Question – how can I evaluate an expression into a method, compile it, and then directly manipulate the compiled version (lower than AST) to create another slightly modified method faster than re-compilation?
I need to squeeze performance for it, as slightly modified methods will run as part of evolutionary algorithm.
Let’s say I have this function:
(for the sake of simplicity)
function calc(myinput::Float32)::Float32
myplus = Float32(1.0)
mymul = Float32(2.5)
return (myinput + myplus) * mymul
end
I want to generate different versions of it, for different values of myplus and mymul.

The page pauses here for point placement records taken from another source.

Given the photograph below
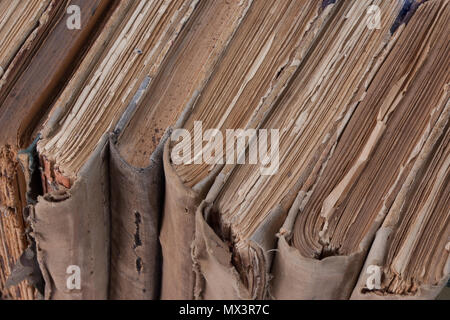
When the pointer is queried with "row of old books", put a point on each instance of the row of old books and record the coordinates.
(351, 100)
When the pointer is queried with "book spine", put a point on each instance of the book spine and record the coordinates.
(23, 102)
(136, 206)
(72, 233)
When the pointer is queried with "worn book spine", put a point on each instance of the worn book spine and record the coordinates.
(297, 276)
(216, 275)
(435, 150)
(24, 101)
(178, 224)
(72, 232)
(136, 206)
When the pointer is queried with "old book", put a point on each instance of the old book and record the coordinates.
(410, 254)
(74, 152)
(244, 149)
(35, 74)
(18, 20)
(265, 53)
(136, 154)
(335, 219)
(244, 207)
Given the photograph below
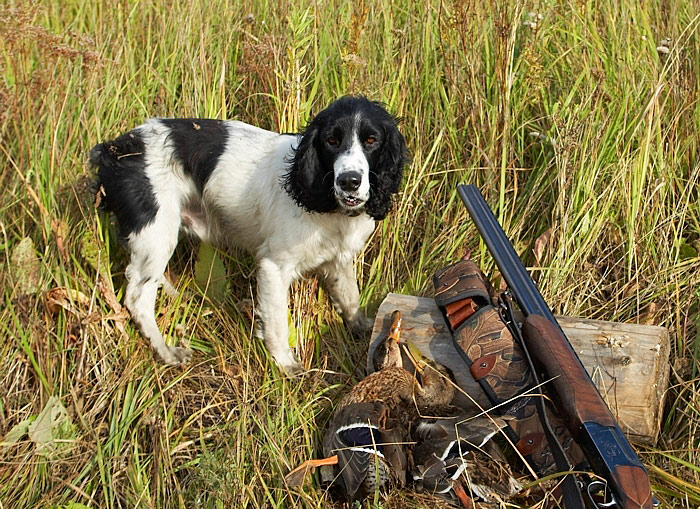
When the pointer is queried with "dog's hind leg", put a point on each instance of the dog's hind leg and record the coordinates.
(151, 248)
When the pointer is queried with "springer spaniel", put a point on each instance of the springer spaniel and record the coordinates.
(299, 203)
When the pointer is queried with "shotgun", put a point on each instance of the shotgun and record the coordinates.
(587, 417)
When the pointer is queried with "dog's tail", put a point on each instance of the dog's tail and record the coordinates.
(121, 184)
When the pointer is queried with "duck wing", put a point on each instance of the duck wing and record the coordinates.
(370, 454)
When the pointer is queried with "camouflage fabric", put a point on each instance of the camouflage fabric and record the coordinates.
(498, 363)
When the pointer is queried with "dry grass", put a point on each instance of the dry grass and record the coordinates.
(577, 119)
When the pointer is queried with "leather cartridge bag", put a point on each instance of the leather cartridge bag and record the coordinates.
(497, 362)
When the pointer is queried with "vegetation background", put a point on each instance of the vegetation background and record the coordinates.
(579, 120)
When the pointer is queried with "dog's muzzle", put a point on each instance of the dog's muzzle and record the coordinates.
(347, 187)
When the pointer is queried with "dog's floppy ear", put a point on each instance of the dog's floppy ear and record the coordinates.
(306, 181)
(385, 178)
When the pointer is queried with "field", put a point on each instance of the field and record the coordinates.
(579, 121)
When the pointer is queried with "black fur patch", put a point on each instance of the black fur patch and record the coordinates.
(121, 177)
(197, 144)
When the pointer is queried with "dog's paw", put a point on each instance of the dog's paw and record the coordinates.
(174, 355)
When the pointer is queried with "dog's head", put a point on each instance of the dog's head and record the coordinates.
(349, 159)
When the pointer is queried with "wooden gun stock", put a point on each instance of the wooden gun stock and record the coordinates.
(587, 416)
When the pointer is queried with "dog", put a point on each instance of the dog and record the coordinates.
(299, 203)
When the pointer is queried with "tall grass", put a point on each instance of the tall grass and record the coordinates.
(578, 120)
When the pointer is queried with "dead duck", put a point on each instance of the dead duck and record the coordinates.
(456, 459)
(368, 432)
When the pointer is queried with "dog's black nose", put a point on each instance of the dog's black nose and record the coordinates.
(349, 181)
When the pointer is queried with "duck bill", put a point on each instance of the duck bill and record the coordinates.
(395, 328)
(296, 477)
(414, 356)
(462, 496)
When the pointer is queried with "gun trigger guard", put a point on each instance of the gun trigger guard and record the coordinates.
(595, 486)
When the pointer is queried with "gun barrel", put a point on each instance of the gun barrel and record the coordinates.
(524, 291)
(588, 418)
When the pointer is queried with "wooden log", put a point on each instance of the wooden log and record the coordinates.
(629, 363)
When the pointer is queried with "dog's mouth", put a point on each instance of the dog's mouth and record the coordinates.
(352, 201)
(350, 204)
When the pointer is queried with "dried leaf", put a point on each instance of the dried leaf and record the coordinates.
(65, 298)
(51, 424)
(540, 245)
(25, 267)
(17, 432)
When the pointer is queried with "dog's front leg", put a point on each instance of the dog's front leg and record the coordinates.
(341, 284)
(273, 297)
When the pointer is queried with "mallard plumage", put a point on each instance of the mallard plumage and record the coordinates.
(380, 410)
(457, 456)
(367, 435)
(370, 449)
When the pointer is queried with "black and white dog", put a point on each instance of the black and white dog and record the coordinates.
(300, 203)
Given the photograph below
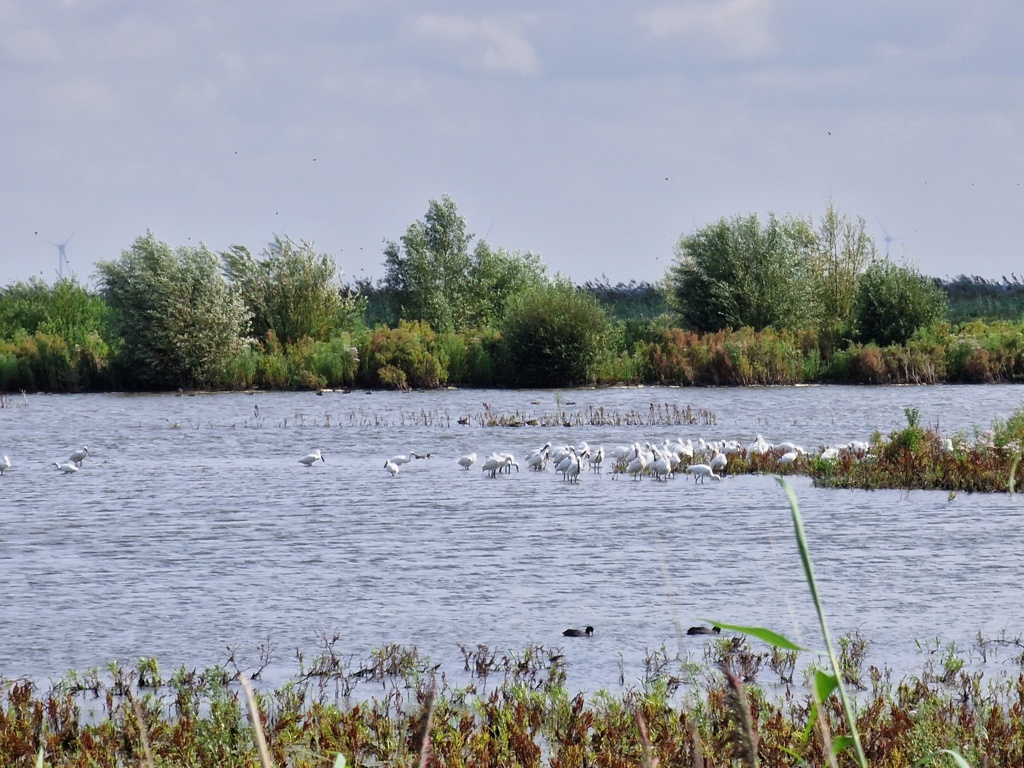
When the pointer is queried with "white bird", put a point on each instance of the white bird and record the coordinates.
(718, 462)
(310, 459)
(700, 471)
(788, 457)
(636, 467)
(572, 473)
(537, 459)
(564, 462)
(759, 445)
(495, 464)
(660, 467)
(510, 462)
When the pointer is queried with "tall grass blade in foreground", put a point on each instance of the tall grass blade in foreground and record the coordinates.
(805, 558)
(264, 753)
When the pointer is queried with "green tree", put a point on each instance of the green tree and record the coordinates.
(844, 251)
(292, 290)
(554, 336)
(179, 321)
(67, 309)
(496, 276)
(735, 273)
(894, 301)
(427, 276)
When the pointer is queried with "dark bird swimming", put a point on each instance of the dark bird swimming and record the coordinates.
(704, 630)
(580, 633)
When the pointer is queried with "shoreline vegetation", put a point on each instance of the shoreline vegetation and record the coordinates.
(739, 704)
(743, 302)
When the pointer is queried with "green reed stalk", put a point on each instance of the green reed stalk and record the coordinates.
(805, 557)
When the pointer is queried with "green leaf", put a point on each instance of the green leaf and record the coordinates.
(824, 684)
(772, 638)
(841, 742)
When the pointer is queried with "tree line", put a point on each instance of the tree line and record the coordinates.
(743, 301)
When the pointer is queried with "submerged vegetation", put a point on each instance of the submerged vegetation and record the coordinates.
(738, 702)
(742, 303)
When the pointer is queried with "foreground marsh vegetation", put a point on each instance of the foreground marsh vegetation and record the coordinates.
(737, 706)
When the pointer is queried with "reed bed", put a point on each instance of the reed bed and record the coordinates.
(736, 707)
(656, 415)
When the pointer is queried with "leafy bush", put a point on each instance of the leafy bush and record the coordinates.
(893, 302)
(407, 350)
(553, 337)
(180, 323)
(292, 291)
(736, 273)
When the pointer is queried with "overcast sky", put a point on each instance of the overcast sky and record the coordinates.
(593, 133)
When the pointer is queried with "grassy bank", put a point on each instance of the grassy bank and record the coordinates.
(741, 705)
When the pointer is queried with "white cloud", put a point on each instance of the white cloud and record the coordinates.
(740, 27)
(484, 45)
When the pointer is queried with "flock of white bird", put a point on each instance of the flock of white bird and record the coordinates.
(701, 460)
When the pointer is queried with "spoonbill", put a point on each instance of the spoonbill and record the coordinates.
(700, 471)
(589, 632)
(572, 471)
(309, 459)
(718, 462)
(495, 464)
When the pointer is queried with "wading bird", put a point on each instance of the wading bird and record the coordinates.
(309, 459)
(78, 456)
(700, 471)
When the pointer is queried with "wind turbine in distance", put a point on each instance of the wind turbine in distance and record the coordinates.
(61, 254)
(887, 240)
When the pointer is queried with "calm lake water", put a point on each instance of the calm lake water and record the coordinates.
(193, 528)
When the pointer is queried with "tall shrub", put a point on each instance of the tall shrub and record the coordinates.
(554, 337)
(735, 273)
(291, 290)
(894, 301)
(180, 323)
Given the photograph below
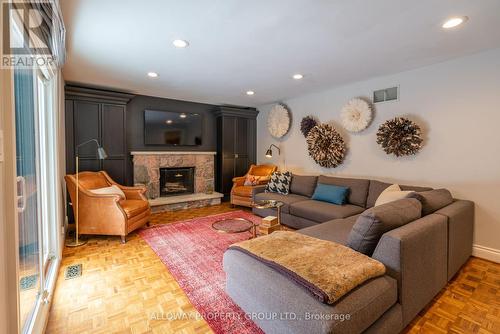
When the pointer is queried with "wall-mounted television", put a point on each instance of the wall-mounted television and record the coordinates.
(172, 128)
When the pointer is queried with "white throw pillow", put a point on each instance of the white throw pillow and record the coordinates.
(391, 194)
(112, 190)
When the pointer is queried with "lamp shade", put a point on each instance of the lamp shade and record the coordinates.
(101, 153)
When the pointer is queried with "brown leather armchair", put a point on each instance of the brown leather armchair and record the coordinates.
(241, 194)
(107, 214)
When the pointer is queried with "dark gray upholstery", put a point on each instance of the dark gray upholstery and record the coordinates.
(374, 222)
(358, 188)
(460, 217)
(303, 185)
(391, 322)
(376, 188)
(416, 256)
(296, 222)
(259, 289)
(286, 199)
(336, 230)
(420, 256)
(322, 211)
(433, 200)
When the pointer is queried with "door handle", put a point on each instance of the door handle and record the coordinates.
(21, 194)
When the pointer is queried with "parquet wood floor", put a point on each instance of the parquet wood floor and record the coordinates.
(123, 286)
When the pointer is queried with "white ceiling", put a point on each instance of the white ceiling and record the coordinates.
(238, 45)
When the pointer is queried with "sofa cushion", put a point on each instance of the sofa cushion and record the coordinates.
(376, 188)
(374, 222)
(358, 188)
(433, 200)
(322, 211)
(303, 185)
(286, 199)
(336, 230)
(391, 194)
(253, 180)
(257, 288)
(331, 194)
(134, 207)
(279, 183)
(245, 191)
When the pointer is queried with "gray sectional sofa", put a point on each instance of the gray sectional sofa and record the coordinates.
(420, 257)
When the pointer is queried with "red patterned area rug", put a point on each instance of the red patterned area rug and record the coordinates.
(192, 251)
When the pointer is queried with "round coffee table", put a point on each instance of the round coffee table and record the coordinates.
(270, 204)
(235, 225)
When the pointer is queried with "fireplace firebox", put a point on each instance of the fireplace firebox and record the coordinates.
(176, 181)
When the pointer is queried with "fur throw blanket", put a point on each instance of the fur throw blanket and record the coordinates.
(326, 269)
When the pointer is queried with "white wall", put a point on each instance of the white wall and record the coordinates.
(457, 104)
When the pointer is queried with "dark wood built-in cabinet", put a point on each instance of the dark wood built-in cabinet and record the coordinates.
(236, 144)
(99, 114)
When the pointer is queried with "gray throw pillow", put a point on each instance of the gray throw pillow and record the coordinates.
(374, 222)
(303, 185)
(279, 183)
(433, 200)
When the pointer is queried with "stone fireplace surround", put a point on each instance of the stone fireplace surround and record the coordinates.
(147, 166)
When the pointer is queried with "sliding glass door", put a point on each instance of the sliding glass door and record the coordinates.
(28, 189)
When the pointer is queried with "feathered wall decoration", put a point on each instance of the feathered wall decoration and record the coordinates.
(307, 124)
(400, 136)
(326, 146)
(356, 115)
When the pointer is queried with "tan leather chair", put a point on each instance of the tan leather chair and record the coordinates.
(241, 194)
(107, 214)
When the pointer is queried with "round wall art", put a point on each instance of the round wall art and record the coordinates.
(278, 121)
(307, 124)
(400, 136)
(326, 146)
(356, 115)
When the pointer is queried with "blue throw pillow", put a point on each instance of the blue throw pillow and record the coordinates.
(331, 194)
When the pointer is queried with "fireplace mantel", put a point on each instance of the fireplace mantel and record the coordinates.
(147, 166)
(172, 153)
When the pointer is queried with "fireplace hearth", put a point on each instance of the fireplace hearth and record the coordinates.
(176, 181)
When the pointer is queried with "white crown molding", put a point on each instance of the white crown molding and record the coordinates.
(486, 253)
(173, 153)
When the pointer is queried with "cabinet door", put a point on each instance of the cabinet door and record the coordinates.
(86, 126)
(227, 174)
(86, 117)
(228, 136)
(114, 141)
(241, 146)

Note - have different methods, not one method with them as parameters.
The common way is to build an Expr:
function get_calc(myplus::Float32, mymul::Float32)::Expr
return :(
function calc(myinput::Float32)::Float32
return (myinput + $myplus) * $mymul
end
)
end
It’s even possible to use RuntimeGeneratedFunctions.jl to making callable methods from Expr in runtime without world-age problems.
However, when profiling and running this for 10M times, profiler says that 99% time is spent on compilation. Which makes sense.
Any way to reduce compilation and edit compiled code directly?
Working end-to-end example which I want to run faster:
using RuntimeGeneratedFunctions
RuntimeGeneratedFunctions.init(@__MODULE__)
function get_calc(myplus::Float32, plusop::Expr, mymul::Float32, mulop:: Expr)::Expr
return :(
function calc(myinput::Float32)::Float32
v1 = myinput
v2 = $myplus
v3 = $mymul
$plusop # v4 = v1+v2
$mulop # v5 = v4*v3
res = v5
return res
end
)
end
get_calc_func(myplus, plusop, mymul, mulop) =
@RuntimeGeneratedFunction(@__MODULE__, get_calc(myplus, plusop, mymul, mulop), opaque_closures = false)
function find_calc()
bestres = typemin(Float32)
for myplusop in [:(v4 = v1 + v2), :(v4 = v1 - v2), :(v4 = v2 - v1)]
for mymulop in [:(v5 = v4 * v3), :(v5 = v4 / v3), :(v5 = v3 / v3)]
for myplus in range(-100f0, 100f0, length=100)
for mymul in range(-5f0, 5f0, length=30)
mycalc_expr = get_calc_func(myplus, myplusop, mymul, mymulop)
for myinput in range(-10, 10, step=50)
res = mycalc_expr(myinput)
if res > bestres
bestres = res
end
end
end
end
end
end
return bestres
end
@time find_calc()
# 71.370488 seconds (242.33 M allocations: 13.223 GiB, 5.51% gc time, 98.26% compilation time)
Note that plusop and mulop and generic Expr working on any local variable inside calc(), not limited to specific operations, so they can’t be represented by an operation tree etc.